Book buyers are invited to a VIP reception with Chin at 6 p.m.
Registration is required. For tickets, visit CurtisChinNaperville.eventcombo.com.
Diwali stories and lights
Gail Borden Public Library in Elgin is inviting the public to drop in to learn about the Hindu holiday of Diwali, or Festival of Lights, through stories and activities from 6:30 to 7:30 p.m. Tuesday in the Main Library's Meadows Community Rooms AB, 270 N. Grove Ave.
Diwali, also known as Deepawali, is a five-day festival celebrated by Hindus, Jains, Sikhs and some Buddhists every autumn between October and November, with the date changing every year.
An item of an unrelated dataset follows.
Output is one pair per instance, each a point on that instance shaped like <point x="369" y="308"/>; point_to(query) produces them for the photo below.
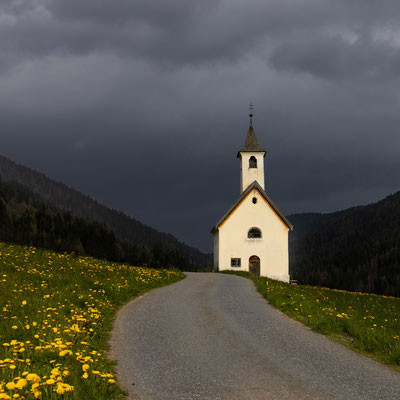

The BAPS Shri Swaminarayan Mandir Chicago will host a Diwali fireworks show from 7:30 to 8:30 p.m. Saturday at the temple, 1851 Pramukh Swami Road, Bartlett. Festivities begin with a Diwali Maha Arti, followed by a pyro-musical fireworks display.
Entry and parking are free. Cars arriving after 6:30 p.m. will be directed to park at Bartlett High School, 701 W. Schick Road. Free shuttles will be available.
Native American film
Gail Borden Public Library in Elgin will host a screening and discussion about Ken Burns' newest film "The American Buffalo" in honor of National Native American Heritage Month.
The online film presentation and discussion will run from 7 to 8 p.m. Wednesday. The film tells the story of the buffalo that roamed America in the tens of millions and provided food for the Native people of the Great Plains, and how the animal is being saved from extinction.
To receive a Zoom link for the program and to register, visit gailborden.info/events, call (847) 429-4597 or register in person at any library branch.
MLK legacy talk
The DuPage County Dr. Martin Luther King Jr. Advisory Committee will host a virtual session from 6 to 8 p.m. Thursday on the Evolution of the Rev. Martin Luther King Jr.'s legacy and enduring relevance.
The interfaith and multicultural conversation features Julie Dockery, Benedictine University associate provost for diversity, equity and inclusion, and Peter Huff, Benedictine chief mission officer, director of the Center for Benedictine Values and professor of religious studies. A Zoom link will be provided later.